TÉMOIGNAGE: Siaka Kouyaté, mort d’un journaliste au talent incontestable
La disparition du Directeur de publication et fondateur du journal Le Citoyen, le doyen Siaka Kouyaté, 62 ans, me donne l’occasion de livrer mon témoignage au sujet d’un homme que j’ai personnellement côtoyé et pour qui j’ai toujours eu un grand respect malgré nos divergences de points de vue sur certains aspects de la pratique du journalisme.
Si j’ai tenu à préciser plus haut ce pan de mes relations avec l’ancien secrétaire général du journal Horoya (poste qu’il a occupé), c’est d’abord par souci d’honnêteté. Nous avons défendu, sans juger mais parfois avec véhémence, des points de vue différents par rapport aux résultats de nos investigations, et tous ceux qui ont pratiqué la presse dans les années 90, après la création des premiers journaux indépendants, en sont parfaitement conscients.
Dans ma position de journaliste, rédacteur en chef au groupe de presse L’indépendant, j’avais osé critiqué dans un article d’opinion le « Grand » Siaka – c’est ainsi que je l’ai souvent appelé – et n’eût été l’intervention d’autres confrères qui nous ont précédé dans ce métier, les choses auraient pu tourner autrement.
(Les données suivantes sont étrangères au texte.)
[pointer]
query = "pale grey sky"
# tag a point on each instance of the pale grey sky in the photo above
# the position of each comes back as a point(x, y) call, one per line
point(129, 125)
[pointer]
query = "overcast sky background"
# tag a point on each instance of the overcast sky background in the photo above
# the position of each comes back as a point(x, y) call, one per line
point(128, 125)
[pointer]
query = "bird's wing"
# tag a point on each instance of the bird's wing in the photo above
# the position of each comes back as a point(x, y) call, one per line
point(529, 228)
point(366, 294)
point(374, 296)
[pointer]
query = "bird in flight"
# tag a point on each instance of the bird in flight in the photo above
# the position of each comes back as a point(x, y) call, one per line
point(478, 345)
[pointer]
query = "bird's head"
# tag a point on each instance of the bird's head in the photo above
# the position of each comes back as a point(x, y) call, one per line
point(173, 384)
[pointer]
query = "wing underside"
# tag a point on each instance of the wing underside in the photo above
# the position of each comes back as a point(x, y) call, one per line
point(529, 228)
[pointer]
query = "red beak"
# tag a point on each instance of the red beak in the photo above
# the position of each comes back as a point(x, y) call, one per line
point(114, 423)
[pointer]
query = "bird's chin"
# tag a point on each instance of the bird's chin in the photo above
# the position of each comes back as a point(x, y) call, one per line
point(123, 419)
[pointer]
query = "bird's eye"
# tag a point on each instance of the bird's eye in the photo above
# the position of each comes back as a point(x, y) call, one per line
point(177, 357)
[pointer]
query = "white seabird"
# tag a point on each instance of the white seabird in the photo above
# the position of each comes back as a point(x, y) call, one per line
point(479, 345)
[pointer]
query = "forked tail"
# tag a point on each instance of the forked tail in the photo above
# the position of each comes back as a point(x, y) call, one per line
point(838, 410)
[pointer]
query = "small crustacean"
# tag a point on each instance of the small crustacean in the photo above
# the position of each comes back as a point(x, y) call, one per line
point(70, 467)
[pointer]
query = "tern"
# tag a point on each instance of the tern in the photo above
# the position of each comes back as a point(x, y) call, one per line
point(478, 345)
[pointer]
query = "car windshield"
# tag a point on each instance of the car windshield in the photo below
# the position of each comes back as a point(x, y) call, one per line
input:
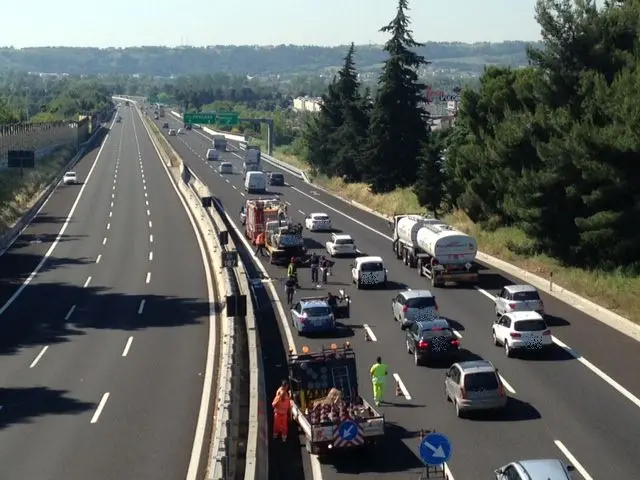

Sans revenir dans des détails inutiles, l’affaire tournait autour de l’expulsion d’un journaliste qui a aujourd’hui disparu des radars, Louis Espérant Célestin, expulsé de Guinée à l’époque par le ministre de la sécurité Sékou Goureissy Condé, suite à la diffusion d’un article de presse. Siaka, dans son style incomparable, défendait la position du ministre de la sécurité et moi celle du journaliste. Ce fut l’un des plus grands conflits que j’ai eu avec le grand frère.
Avec le recul, sans renier nullement les valeurs et les principes que j’ai défendus fermement à cette époque (et que je continuerais de défendre), je reconnais que je n’avais pas fait l’effort de comprendre un homme, spécialiste de l’antiphrase, qui savait user du cynisme pour grossir les faits et gestes de nos dirigeants afin de mieux les tourner en dérision. Siaka avait l’expérience que je n’avais pas et aujourd’hui, après l’avoir bien approché, je me rends compte que le journaliste pensait exactement le contraire de ce qu’il avait écrit à l’époque.
Dans l’ensemble de la presse guinéenne, avec des perles rares comme le doyen Biram Sacko (décédé il y a une près d’une quinzaine d’années) et l’écrivain William Sassine, jamais un journaliste n’a révélé un talent d’écriture aussi abouti.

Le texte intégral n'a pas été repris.